Em todos os termos. Somos contemplativos, preguiçosos, pouco briosos. Uma coisa muito portuguesa é “deixar andar”. Estou a generalizar, como é evidente. Os portugueses são muito… falta-me a palavra… acomodados. Aspiram a pouco. Faz lembrar aqueles painéis que havia nas casas no tempo do Salazar: “É pequenina e modesta a casa que visitais, mas reparai está em festa pela honra que lhe dais.” Isto define o português. É pequenino e modesto, mas é tudo muito bom porque você digna-se a vir aqui.
Estou a lembrar-me do turismo.
A nível do turismo, o erro brutal foi Portugal ter acompanhado a vizinha Espanha, com as asneiras que se fizeram no Sul de Espanha, na zona de Benidorm e Torremolinos. Aquela desgraça toda que depois foi copiadinha pelo Algarve. Logo a seguir ao 25 de Abril. Era uma espécie de grande festa. Há muito mais dinheiro com menos pessoas com outro tipo de educação e capacidade económica do que muita gente a comer hotdogs. E Portugal tinha todas as características para ter um turismo de luxo, refinado. Isto era uma espécie de Riviera em bom. Mas, não.
E isso na arte sente-se?
Claro que se sente. Hoje menos, porque há menos contaminações. Mas era assim: “Portugal em português”; “Vieira da Silva, a grande artista que está em Paris”.

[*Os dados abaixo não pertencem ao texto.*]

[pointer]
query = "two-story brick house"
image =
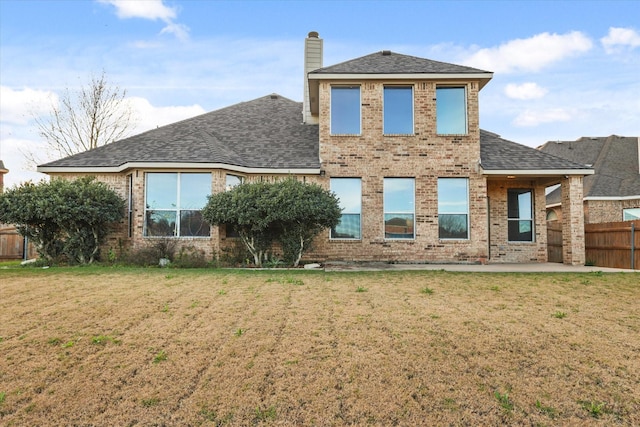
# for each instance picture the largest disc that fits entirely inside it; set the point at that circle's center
(396, 137)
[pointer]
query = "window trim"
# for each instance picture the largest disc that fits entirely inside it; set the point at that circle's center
(465, 104)
(345, 86)
(531, 220)
(343, 212)
(413, 114)
(178, 210)
(385, 212)
(624, 214)
(467, 213)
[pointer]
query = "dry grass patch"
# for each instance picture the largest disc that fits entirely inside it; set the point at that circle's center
(233, 348)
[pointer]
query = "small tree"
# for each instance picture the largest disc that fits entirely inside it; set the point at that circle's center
(247, 209)
(63, 217)
(305, 210)
(288, 211)
(27, 207)
(88, 208)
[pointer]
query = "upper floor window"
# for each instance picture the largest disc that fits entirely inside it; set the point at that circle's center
(520, 215)
(453, 208)
(349, 191)
(398, 110)
(173, 204)
(630, 214)
(232, 181)
(345, 110)
(451, 110)
(399, 208)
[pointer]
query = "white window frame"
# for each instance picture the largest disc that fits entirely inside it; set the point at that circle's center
(442, 213)
(384, 109)
(466, 112)
(345, 211)
(331, 118)
(387, 211)
(177, 209)
(625, 212)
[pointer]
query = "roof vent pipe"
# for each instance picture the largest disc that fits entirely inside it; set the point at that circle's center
(312, 61)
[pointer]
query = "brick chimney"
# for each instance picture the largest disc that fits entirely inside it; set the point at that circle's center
(3, 171)
(312, 61)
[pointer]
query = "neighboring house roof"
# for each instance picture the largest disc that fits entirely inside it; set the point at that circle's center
(501, 156)
(614, 159)
(266, 133)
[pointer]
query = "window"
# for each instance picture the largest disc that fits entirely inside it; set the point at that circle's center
(173, 203)
(398, 110)
(345, 110)
(520, 215)
(232, 181)
(130, 205)
(630, 214)
(349, 191)
(399, 208)
(451, 111)
(453, 208)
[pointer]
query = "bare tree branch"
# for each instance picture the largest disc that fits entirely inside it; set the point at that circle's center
(96, 115)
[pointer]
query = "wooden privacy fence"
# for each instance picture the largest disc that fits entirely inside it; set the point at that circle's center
(613, 244)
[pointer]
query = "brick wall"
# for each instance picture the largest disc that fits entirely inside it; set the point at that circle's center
(424, 156)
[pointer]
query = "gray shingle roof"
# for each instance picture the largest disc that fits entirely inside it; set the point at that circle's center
(614, 159)
(268, 133)
(500, 154)
(264, 133)
(395, 63)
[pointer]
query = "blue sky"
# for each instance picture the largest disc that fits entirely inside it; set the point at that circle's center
(562, 69)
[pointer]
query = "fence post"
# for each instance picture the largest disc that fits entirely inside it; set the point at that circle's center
(633, 245)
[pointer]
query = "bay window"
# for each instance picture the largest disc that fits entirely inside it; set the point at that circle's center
(173, 204)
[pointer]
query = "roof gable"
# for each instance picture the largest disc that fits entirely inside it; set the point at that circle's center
(498, 154)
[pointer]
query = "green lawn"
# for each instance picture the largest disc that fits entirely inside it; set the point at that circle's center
(110, 346)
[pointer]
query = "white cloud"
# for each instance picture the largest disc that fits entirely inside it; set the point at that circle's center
(179, 30)
(152, 117)
(20, 170)
(532, 54)
(19, 106)
(530, 118)
(146, 9)
(152, 10)
(524, 91)
(620, 38)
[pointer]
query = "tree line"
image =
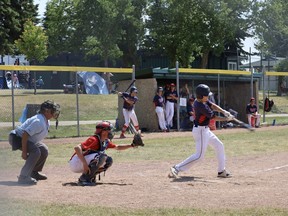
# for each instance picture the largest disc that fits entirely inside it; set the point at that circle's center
(182, 30)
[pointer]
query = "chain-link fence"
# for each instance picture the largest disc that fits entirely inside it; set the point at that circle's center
(81, 107)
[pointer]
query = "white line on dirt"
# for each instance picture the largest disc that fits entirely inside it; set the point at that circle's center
(274, 168)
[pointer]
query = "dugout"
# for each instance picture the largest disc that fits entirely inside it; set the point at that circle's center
(234, 91)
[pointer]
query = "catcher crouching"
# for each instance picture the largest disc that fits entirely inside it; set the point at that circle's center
(90, 158)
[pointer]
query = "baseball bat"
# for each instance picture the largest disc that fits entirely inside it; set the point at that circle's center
(243, 124)
(133, 81)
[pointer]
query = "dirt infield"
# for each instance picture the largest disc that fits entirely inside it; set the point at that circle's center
(257, 181)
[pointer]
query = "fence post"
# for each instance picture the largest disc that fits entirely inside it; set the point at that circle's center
(77, 103)
(178, 101)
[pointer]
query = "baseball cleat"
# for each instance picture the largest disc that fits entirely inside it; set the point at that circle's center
(122, 136)
(27, 180)
(38, 176)
(174, 172)
(224, 174)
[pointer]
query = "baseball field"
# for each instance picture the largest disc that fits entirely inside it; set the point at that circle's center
(138, 183)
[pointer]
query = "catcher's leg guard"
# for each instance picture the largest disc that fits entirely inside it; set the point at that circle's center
(109, 162)
(94, 166)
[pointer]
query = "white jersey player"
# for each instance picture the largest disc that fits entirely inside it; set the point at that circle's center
(203, 111)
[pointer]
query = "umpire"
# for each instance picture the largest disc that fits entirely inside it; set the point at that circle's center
(27, 138)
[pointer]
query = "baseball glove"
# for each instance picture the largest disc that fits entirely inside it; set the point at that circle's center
(137, 140)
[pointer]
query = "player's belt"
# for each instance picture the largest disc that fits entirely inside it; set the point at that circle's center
(201, 126)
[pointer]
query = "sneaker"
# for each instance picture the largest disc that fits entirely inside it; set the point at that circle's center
(122, 136)
(83, 181)
(224, 174)
(86, 183)
(38, 176)
(26, 180)
(174, 172)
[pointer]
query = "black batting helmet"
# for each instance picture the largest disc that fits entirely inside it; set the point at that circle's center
(107, 126)
(133, 89)
(202, 90)
(50, 105)
(159, 89)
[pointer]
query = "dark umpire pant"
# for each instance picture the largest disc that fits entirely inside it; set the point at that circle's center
(37, 154)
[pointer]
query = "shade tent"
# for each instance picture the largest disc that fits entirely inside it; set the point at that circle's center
(93, 83)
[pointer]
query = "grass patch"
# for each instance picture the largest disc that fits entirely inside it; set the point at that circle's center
(176, 148)
(15, 207)
(91, 107)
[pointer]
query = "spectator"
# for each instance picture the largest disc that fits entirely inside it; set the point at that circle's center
(158, 101)
(171, 97)
(40, 83)
(15, 81)
(252, 113)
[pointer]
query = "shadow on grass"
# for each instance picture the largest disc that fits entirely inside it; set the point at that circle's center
(100, 183)
(13, 183)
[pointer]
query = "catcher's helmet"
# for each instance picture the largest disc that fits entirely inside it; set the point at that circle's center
(202, 90)
(159, 89)
(133, 89)
(50, 105)
(107, 126)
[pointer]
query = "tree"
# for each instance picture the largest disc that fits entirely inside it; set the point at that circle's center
(282, 66)
(98, 28)
(13, 15)
(203, 27)
(272, 27)
(33, 42)
(59, 26)
(133, 31)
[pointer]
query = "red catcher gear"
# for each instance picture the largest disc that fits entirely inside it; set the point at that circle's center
(105, 125)
(202, 90)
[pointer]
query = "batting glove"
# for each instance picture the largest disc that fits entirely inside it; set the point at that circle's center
(226, 113)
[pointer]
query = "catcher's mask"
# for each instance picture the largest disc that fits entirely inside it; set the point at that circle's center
(133, 89)
(202, 90)
(159, 89)
(51, 105)
(54, 107)
(105, 126)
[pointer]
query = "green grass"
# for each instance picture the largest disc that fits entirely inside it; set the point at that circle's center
(91, 107)
(36, 209)
(236, 143)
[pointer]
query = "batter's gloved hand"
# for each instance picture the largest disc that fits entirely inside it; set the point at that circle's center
(227, 114)
(229, 118)
(137, 140)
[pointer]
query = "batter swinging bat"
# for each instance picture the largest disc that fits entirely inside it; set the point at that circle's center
(114, 91)
(132, 83)
(247, 126)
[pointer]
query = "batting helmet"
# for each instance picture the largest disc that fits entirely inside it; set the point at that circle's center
(133, 89)
(159, 89)
(202, 90)
(50, 105)
(105, 125)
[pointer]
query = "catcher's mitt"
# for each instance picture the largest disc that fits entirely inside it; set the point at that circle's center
(137, 140)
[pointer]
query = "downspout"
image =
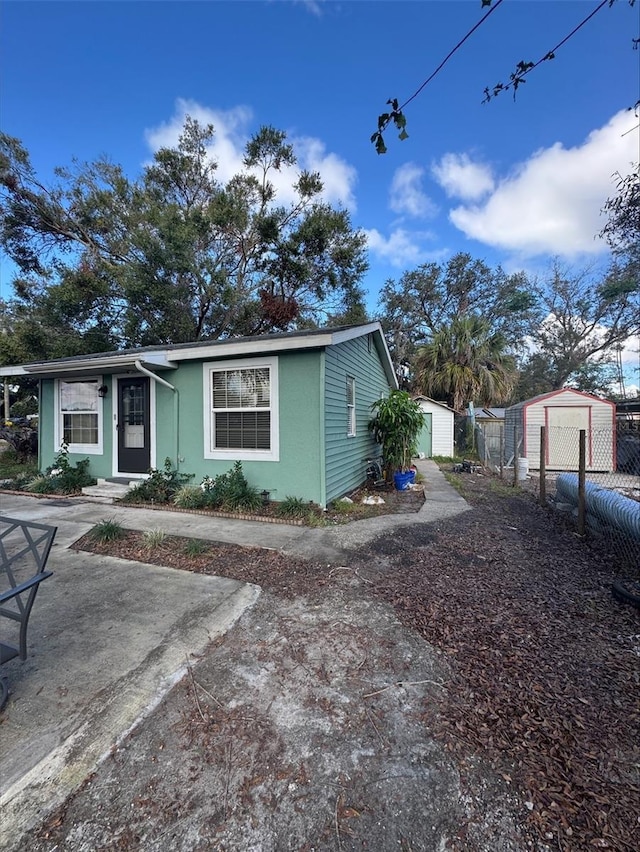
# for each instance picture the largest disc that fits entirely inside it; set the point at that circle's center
(155, 378)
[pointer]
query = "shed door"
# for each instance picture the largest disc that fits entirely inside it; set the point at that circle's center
(134, 432)
(425, 441)
(563, 433)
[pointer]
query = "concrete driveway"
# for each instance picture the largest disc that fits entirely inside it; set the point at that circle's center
(108, 637)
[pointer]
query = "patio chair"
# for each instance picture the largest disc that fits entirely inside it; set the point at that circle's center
(24, 550)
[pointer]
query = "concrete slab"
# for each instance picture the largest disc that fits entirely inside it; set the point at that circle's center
(108, 638)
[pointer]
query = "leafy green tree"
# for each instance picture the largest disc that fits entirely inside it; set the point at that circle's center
(429, 298)
(622, 230)
(466, 361)
(177, 255)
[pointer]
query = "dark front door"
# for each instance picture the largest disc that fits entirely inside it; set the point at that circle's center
(134, 432)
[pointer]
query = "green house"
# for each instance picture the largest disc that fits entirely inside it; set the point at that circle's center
(292, 407)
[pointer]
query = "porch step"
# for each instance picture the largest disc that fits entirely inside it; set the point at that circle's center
(108, 490)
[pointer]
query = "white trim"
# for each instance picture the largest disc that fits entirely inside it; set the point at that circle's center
(152, 428)
(352, 424)
(78, 449)
(236, 454)
(279, 344)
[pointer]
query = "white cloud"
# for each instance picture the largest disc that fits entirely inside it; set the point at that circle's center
(551, 203)
(406, 195)
(462, 178)
(402, 248)
(232, 130)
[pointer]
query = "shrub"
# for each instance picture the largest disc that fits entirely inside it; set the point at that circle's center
(66, 478)
(106, 530)
(293, 507)
(21, 437)
(159, 487)
(231, 491)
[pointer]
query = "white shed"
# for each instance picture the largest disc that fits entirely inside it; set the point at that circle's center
(564, 413)
(436, 437)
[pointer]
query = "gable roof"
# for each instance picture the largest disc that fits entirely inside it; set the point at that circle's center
(168, 356)
(435, 402)
(550, 394)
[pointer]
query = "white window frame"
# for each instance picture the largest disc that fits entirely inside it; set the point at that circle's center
(81, 449)
(236, 454)
(351, 407)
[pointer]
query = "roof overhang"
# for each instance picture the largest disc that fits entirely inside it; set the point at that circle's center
(168, 358)
(91, 365)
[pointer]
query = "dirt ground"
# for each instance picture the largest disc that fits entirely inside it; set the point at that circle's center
(465, 685)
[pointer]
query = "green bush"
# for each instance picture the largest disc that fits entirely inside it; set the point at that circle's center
(293, 507)
(62, 477)
(160, 487)
(231, 491)
(106, 530)
(23, 439)
(190, 497)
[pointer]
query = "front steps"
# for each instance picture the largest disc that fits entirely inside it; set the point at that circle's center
(108, 490)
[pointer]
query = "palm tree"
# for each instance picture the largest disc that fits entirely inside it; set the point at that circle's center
(465, 361)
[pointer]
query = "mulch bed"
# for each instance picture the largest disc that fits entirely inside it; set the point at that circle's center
(545, 662)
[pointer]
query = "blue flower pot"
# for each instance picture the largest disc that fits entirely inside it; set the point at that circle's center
(402, 480)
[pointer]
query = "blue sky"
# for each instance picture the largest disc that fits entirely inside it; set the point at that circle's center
(512, 183)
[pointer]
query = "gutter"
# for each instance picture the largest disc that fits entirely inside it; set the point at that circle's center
(141, 369)
(176, 425)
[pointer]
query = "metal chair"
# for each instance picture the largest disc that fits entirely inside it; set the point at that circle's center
(24, 550)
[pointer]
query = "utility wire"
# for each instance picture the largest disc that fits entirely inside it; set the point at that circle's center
(451, 52)
(525, 68)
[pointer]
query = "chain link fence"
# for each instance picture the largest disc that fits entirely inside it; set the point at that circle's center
(592, 475)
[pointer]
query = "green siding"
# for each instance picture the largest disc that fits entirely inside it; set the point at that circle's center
(99, 465)
(317, 460)
(345, 456)
(299, 471)
(425, 442)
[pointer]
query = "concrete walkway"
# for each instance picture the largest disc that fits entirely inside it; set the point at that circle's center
(109, 637)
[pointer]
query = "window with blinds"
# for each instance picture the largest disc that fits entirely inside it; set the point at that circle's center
(241, 407)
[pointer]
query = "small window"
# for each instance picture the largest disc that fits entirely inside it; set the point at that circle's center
(241, 410)
(351, 406)
(79, 421)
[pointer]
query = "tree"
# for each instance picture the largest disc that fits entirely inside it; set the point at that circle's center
(176, 255)
(622, 230)
(431, 297)
(466, 361)
(586, 318)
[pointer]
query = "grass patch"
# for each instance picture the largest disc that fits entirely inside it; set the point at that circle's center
(195, 547)
(12, 467)
(153, 538)
(106, 530)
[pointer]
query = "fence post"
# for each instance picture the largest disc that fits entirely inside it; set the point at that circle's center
(582, 456)
(543, 465)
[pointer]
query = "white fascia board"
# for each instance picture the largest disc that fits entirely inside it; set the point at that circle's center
(17, 370)
(113, 362)
(236, 348)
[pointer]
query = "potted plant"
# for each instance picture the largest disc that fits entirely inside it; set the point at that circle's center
(396, 424)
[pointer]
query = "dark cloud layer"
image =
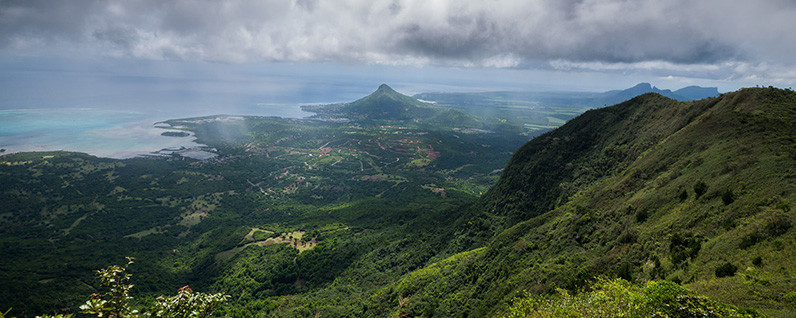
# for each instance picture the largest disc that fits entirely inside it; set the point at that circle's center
(730, 38)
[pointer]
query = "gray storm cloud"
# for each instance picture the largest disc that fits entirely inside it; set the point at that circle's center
(501, 33)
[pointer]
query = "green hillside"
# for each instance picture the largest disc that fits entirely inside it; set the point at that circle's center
(699, 193)
(649, 207)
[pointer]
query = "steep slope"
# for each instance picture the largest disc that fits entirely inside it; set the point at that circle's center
(697, 92)
(699, 193)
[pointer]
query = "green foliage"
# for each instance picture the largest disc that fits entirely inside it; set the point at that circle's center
(115, 301)
(618, 298)
(187, 304)
(683, 195)
(790, 297)
(728, 197)
(725, 270)
(700, 188)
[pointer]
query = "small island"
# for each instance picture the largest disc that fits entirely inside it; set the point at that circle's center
(175, 134)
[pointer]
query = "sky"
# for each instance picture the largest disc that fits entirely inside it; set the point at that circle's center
(215, 53)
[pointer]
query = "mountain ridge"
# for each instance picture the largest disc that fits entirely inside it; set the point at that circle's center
(383, 104)
(648, 189)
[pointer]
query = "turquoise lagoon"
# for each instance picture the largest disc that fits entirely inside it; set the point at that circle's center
(101, 132)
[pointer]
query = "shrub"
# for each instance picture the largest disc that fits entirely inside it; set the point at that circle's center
(683, 195)
(728, 197)
(790, 297)
(700, 188)
(725, 270)
(618, 298)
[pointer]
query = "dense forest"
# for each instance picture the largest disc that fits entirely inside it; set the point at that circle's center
(640, 207)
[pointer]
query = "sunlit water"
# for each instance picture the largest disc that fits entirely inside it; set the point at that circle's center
(103, 133)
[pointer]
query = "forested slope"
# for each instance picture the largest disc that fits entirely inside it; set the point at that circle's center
(700, 193)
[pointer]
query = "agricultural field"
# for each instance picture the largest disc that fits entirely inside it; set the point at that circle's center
(290, 191)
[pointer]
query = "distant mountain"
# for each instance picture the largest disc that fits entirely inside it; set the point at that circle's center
(684, 94)
(697, 92)
(383, 104)
(699, 193)
(475, 102)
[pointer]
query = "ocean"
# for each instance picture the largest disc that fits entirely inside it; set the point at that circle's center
(108, 133)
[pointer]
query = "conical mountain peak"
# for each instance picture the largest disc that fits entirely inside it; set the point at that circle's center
(385, 88)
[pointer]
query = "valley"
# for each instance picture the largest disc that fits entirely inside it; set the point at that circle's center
(390, 206)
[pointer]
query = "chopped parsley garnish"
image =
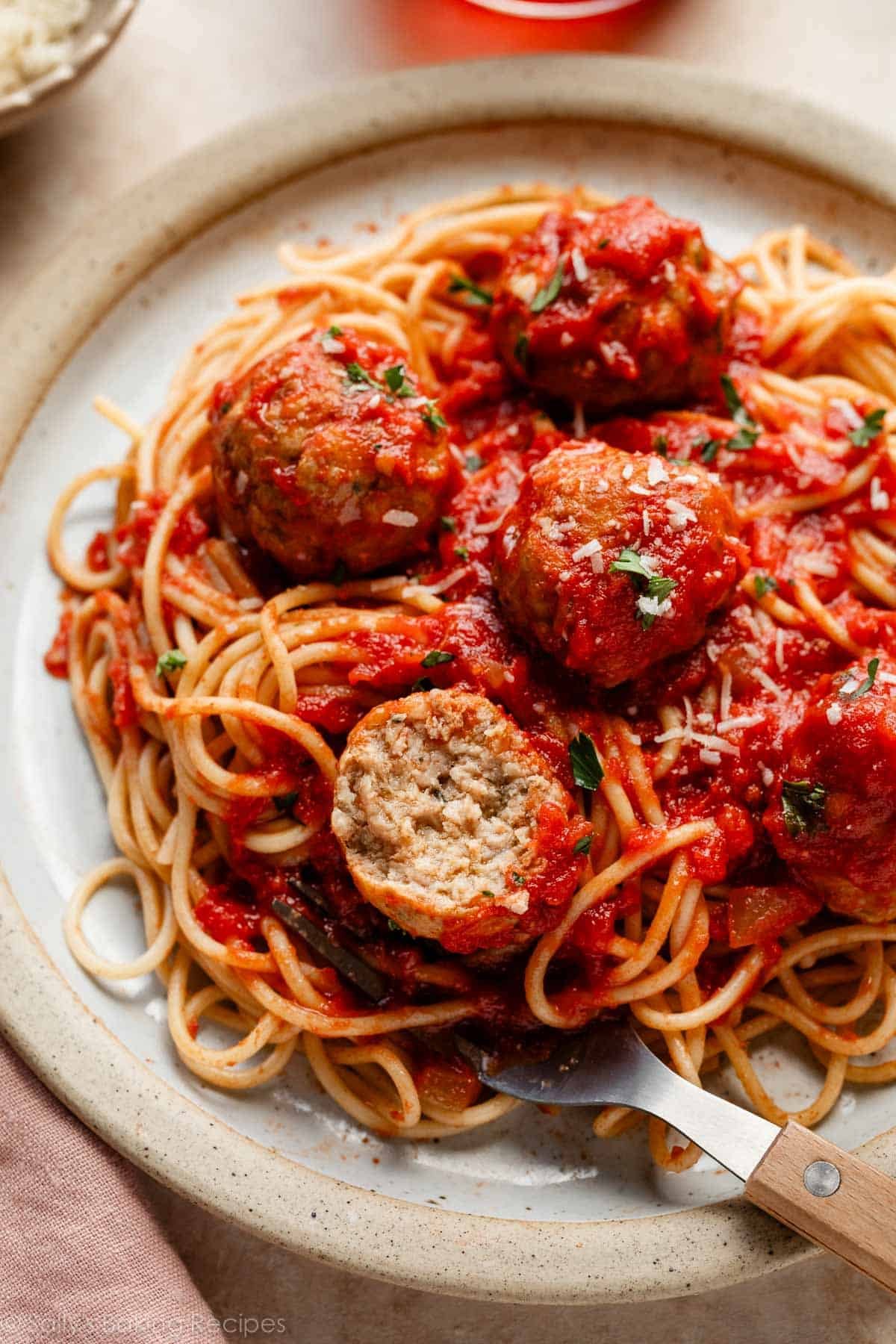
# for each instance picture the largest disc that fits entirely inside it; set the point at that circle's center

A validação que vem de fora.
Dou-lhe o meu exemplo. As pessoas só começaram a ter um bocadinho de respeito por mim em Portugal quando comecei a ter uma certa importância no estrangeiro. “Ah, fez uma exposição em Nova Iorque.” Quer dizer, eu sou melhor por ter feito uma exposição em Nova Iorque? Bullshit!
Em que ponto está a recuperação do Pavilhão Azul [para acolher a cedência à cidade de Lisboa da colecção privada de Julião Sarmento]?
Não sei.
A última notícia, de Julho de 2019, dizia que o projeto estava a ser terminado.
Neste momento, tanto quanto sei, foi feito um concurso para escolher o construtor. O projeto é lindíssimo, do João Luís Carrilho da Graça. Mais do que isso terá de perguntar à Câmara Municipal de Lisboa.
E a coleção, continua guardada?
Guardada e a crescer. Emprestei a coleção à cidade de Lisboa, porque acho que as coleções devem ser partilhadas. Se isso acontecer, fico muito contente. Se isso não acontecer, a minha vida não vai mudar. Comecei a colecionar há 50 anos. Continuo a comprar e a trocar obras.
Em quantas vai?
Cerca de 1300 e tal. Nenhuma assinada por mim.
Destaca alguma?
Isto é como os filhos, não se pode ter prediletos.
Em que está a trabalhar agora?
Estou a começar uma exposição que vou fazer em Paris. Talvez. Para o ano. Talvez. E outra em Turim. E também a trabalhar numa exposição muito grande, minha, que vai haver no museu Berardo. Já teve três datas. Agora está prevista para maio de 2022. Não sabemos. Não há certeza de nada.
Que temas o movem neste momento?
Antes da pandemia, vi no [Museu do] Prado uma exposição genial, que na altura recomendava a toda a gente. Uma exposição de desenhos do Goya. E então comecei a trabalhar tendo como base, como leit-motif, os desenhos do Goya.
O que é que lhe interessou tanto?
A genialidade do Goya. Não é por acaso que o Goya é o Goya, o Ticiano é o Ticiano e o Picasso é o Picasso. O Goya era uma cronista, a nível visual, genial, da sua época. Ele retratava a época em que vivia, as pessoas da sua época.
De que forma é que isso passa para a sua obra?
Não consigo pôr em palavras, e ainda bem – porque, se não, não pintava. Parto sempre de um pré-conceito. Mas o final nunca é aquilo que imaginei. As coisas vão acontecendo à medida que vão sendo feitas.
Se agora pudesse dizer, “eu agora queria mesmo era fazer isto, era o quê”?
É aquilo que estou a fazer. Só faço aquilo que quero.